Provisioning for the Schools
Providing for the technology requirements of 30 far-flung schools with intense computing requirements falls to Josh Blazer, the regional director of technology, at The Art Institutes. He has to purchase workstations for the different schools according to their student population.
At The Art Institutes, workstations occupy classrooms and fill dedicated computer labs. The workstations are a mix of HPs and Macs. A small school might have 50 workstations. A large school could have twenty labs each with twenty workstations. All told, a single school could have more than 500 machines to manage.
A central group makes sets the purchasing standards for all 30 schools. Blazer says that about eight people form the hardware committee, including directors of technology at the schools. "We create the standards by which all the schools make their purchases, including vendor selection." Blazer says, "We've chosen to remain with HP as the primary vendor for workstations."
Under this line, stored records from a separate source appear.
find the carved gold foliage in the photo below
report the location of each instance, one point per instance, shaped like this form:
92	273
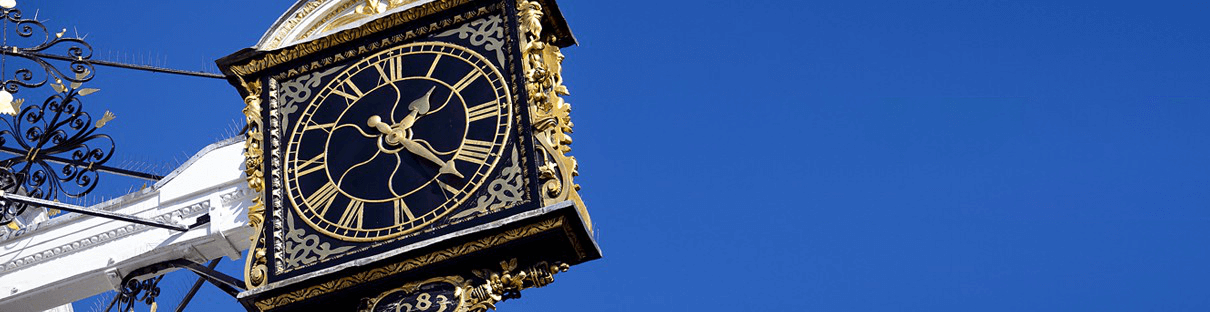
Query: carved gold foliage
508	282
373	27
549	114
408	265
502	192
304	249
253	159
372	7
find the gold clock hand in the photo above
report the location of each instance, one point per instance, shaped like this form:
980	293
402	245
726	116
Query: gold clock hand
420	150
421	104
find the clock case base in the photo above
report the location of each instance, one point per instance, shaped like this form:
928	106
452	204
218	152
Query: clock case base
553	235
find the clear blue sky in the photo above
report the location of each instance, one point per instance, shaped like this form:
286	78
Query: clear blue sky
814	155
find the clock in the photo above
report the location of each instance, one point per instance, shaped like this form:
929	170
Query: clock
396	140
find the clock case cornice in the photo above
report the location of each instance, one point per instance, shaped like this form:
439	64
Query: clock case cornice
252	63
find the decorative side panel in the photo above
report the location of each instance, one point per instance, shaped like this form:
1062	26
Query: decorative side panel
551	116
253	152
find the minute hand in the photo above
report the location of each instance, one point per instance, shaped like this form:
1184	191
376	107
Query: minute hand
424	152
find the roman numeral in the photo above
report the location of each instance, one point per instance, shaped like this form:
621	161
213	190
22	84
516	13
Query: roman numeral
402	213
433	67
474	151
466	81
353	214
322	198
393	70
353	87
310	166
482	111
346	96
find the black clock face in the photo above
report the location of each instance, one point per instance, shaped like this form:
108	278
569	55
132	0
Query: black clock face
397	140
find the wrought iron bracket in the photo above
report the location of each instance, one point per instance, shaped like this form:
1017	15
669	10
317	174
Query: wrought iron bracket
32	201
226	283
132	287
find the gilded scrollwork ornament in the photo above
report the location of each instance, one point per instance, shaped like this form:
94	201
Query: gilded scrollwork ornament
255	269
549	115
303	249
508	283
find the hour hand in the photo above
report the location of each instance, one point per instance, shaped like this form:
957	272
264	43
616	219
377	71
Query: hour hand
424	152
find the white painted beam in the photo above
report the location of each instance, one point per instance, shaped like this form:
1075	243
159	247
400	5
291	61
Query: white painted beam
74	256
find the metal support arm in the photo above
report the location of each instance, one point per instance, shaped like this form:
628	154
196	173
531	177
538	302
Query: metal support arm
107	214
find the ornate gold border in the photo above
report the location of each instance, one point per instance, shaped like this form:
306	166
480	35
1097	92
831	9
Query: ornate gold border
305	48
253	155
408	265
549	115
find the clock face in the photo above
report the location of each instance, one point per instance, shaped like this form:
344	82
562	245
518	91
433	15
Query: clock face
397	140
Blazer notes that The Art Institutes have had a long history with HP, using their products for the last ten years. Among the main reason for using HP as an exclusive provider of workstations is the manner in which they've responded to comments from the The Art Institutes. "HP has consistently listened to us. They've been willing to incorporate changes into their workstation design based on our needs and input."
Such receptivity is a sign of The Art Institutes' purchasing power. It makes new workstation purchases every six months, and keeps the workstations it buys in circulation for three years. Workstations taken out of the computer labs after three years are sometimes put to other uses around the schools.
During the last two purchasing rounds, The Art Institutes bought the HP xw4100 and, previously, the xw5000. Each was set at a gigabyte of RAM and came with high-end video cards, the NVIDIA Quadro4 980 XGL, and before that the 900 XGL.
"We tend to purchase at the midlevel of the model range," says Blazer, "and then bump up the memory and graphics since we have high requirements in those areas."
The machines are generally installed with software from either Apple or Microsoft, the Macromedia suite, a collection of Adobe programs, and tools from Discreet. Specialized labs, such as those for audio/visual work, get Final Cut Pro and After Effects.
Blazer says that the software put into the workstations run the gamut of available productivity titles. "The primary users of our computer labs are using tools for multimedia, Web, animation, graphic design, and illustration coursework." Blazer says, "There are twenty to thirty programs of study, and we install the software they're at all likely to need."
Brand identity comes into the thinking, as The Art Institutes wants students to be familiar with the machines that they will inevitably end up using in the workplace. Benchmarking tests with other brands of workstations have reassured Blazer that the workstations they are buying remain consistently in the top rankings. But mostly, Blazer points out that past satisfaction points to future happiness. "They've been reliable, providing support when we've needed it and meeting our critical requirements." Blazer says, "There's no reason to disrupt that."